The Investment Framework called for donor aid to increase by about $600 million between 2015 and 2016. With a 2015 total of $1.1 billion, that meant we needed to see a 2016 total of $1.7 billion.
An early look at the data led us to predict that we might see only $150-250 million of that needed $600 million increase. But when we finished our in-depth review of 2016 disbursements, we were surprised to find that total donor aid had not only increased less than needed, but had actually decreased. After several more weeks ensuring we were interpreting the data correctly, we were confident that the decrease was real, though potentially small.
What we hadn’t predicted was that health, food aid, agriculture and social services programs wouldn’t incorporate nutrition-specific activities as much as the previous year. This was the key driver of the decrease.
A key strength of this work is that it’s based on much more in-depth review than the basic assumptions that drove our earlier estimate of a modest increase. For the 2016 analysis, a team of researchers reviewed descriptions and program documents for 1700 individual transactions to determine whether and how they contribute to nutrition. And there’s no back-of-the-envelope substitute for the insight that gives us.
That in-depth analysis revealed that while nutrition spending from the basic nutrition purpose code increased between 2015 and 2016, Framework-aligned nutrition spending from all other purpose codes decreased substantially. The analysis does not reveal the cause of that change, but it’s clear that it’s a problem: while programs that focus exclusively on nutrition are crucial, the needs are too great to meet through nutrition programs alone.
These findings should come as a call to action to donors and advocates alike.
The Investment Framework is clear: achieving the WHA nutrition targets will require dramatic increases in funding from donors and countries alike.
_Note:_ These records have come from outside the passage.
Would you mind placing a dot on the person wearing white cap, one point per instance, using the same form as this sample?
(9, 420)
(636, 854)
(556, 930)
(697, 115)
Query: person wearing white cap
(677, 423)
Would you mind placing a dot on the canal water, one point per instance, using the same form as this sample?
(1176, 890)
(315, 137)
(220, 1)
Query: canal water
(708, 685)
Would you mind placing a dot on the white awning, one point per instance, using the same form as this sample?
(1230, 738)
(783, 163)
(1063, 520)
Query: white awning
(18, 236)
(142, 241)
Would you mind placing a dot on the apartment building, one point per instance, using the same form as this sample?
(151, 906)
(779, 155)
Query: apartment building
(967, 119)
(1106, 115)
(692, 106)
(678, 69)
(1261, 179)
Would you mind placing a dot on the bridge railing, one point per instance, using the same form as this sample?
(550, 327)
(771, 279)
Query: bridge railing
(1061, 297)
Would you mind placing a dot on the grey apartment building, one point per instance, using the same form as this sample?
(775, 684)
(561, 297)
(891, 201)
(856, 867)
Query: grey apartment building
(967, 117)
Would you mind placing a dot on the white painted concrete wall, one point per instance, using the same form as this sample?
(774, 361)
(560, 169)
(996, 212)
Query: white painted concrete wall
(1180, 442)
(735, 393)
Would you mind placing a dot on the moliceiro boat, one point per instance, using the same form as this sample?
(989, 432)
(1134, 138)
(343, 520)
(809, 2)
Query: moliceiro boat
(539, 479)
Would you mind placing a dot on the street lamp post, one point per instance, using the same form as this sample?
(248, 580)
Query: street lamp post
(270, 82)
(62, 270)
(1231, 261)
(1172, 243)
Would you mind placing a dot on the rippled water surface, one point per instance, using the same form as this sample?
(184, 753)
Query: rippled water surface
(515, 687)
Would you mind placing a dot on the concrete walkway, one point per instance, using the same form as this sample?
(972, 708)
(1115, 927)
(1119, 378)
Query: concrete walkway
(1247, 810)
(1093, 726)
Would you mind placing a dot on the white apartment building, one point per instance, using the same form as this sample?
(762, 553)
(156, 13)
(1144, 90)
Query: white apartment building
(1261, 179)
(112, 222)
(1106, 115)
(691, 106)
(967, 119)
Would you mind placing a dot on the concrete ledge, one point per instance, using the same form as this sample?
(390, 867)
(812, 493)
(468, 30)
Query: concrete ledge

But these findings show that, on the donor side, Framework-aligned aid is decreasing instead.
And that’s not just about some number on a page. While financing isn’t a proxy for impact, the WHA targets will not be met without the necessary increase in financing for the highest impact interventions — and, in fact, the latest Global Nutrition Report notes that the world is off course for 4 out of 5 targets in the Investment Framework for which there is data: stunting, wasting, anemia, and childhood overweight are all off course. (There has been some progress on exclusive breastfeeding, and data for low birthweight isn’t available). Unless countries and donors dramatically increase funding now, these targets will not be achieved.
These findings should lend special urgency to the Nutrition for Growth Summit in 2020. It is an opportunity to come together and renew commitments to the WHA targets, to the proven interventions that support them, and ultimately to the children, women, and families around the world who were promised better. National governments, donor agencies, and civil society all have key roles to play. Given the concerning trend in donor aid revealed in this analysis, we call on donors to act now, and advocates to remind them of the importance of doing so: every year of delay means lives sacrificed and a steeper climb to achieve the WHA targets.